Adam Mena

Personal information
- Full name: Bonifacio Adam Mena
- Date of birth: August 9, 1989 (age 36)
- Place of birth: Holland, Michigan, United States
- Height: 1.78 m (5 ft 10 in)
- Positions: Midfielder; forward;

Youth career
- 2008–2012: Notre Dame Fighting Irish

Senior career*
- Years: Team / Apps / (Gls)
- 2008: West Michigan Edge / 12 / (1)
- 2009: Kalamazoo Outrage / 3 / (0)
- 2009–2011: Indiana Invaders / 16 / (14)
- 2014: Charleston Battery / 9 / (0)

= Adam Mena =

American soccer player (born 1989)

Bonifacio Adam Mena (born August 9, 1989) is an American soccer player who previously played for Charleston Battery in the USL Pro.

==Career==
===College and amateur===
Mena spent his entire college career at the University of Notre Dame. After going through the entire 2008 season without making an appearance, Mena made 16 appearances in 2009 and tallied one goal. In 2010, Mena made 20 appearances and finished the year with two goals. In 2011, he appeared in 18 matches and finished the year with three goals and five assists. In 2012, Mena decided to return to Notre Dame for a fifth year, however his season was cut short after suffering a season-ending injury in the opener against Duke.
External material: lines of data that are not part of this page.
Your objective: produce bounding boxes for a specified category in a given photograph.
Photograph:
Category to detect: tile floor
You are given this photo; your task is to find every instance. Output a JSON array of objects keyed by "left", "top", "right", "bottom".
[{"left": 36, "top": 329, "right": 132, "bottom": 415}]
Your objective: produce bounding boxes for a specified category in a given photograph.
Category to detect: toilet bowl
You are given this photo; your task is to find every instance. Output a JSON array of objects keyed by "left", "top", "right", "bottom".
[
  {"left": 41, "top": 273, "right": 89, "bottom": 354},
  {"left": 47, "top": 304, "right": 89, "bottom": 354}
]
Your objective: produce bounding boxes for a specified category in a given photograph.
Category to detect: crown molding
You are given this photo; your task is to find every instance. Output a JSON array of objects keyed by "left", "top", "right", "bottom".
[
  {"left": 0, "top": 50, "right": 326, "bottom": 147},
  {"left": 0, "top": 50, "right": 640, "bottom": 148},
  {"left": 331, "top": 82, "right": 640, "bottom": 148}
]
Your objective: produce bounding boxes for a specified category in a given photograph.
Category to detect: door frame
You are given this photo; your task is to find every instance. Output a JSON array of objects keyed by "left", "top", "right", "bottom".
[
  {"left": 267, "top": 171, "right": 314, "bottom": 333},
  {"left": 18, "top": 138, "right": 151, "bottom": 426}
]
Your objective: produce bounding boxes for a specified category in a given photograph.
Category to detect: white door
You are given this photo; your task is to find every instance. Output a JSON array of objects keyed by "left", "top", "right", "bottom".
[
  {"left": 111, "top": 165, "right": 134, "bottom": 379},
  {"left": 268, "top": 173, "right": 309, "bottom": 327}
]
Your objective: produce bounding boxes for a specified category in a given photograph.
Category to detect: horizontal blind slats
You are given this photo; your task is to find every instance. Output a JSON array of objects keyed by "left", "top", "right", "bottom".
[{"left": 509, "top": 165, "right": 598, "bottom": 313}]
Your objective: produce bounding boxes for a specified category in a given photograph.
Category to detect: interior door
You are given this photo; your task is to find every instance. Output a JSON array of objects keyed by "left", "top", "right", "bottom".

During his time at Notre Dame, Mena also played in the USL Premier Development League with West Michigan Edge, Kalamazoo Outrage and Indiana Invaders.

===Professional===
On January 22, 2013, Mena was drafted 10th overall in the 2013 MLS Supplemental Draft by Vancouver Whitecaps FC. However, he did not sign with the club. On March 21, 2014, it was announced that Mena had joined USL Pro club Charleston Battery for the 2014 season. He made his professional the following day in a 1–1 draw with defending USL Pro champions Orlando City.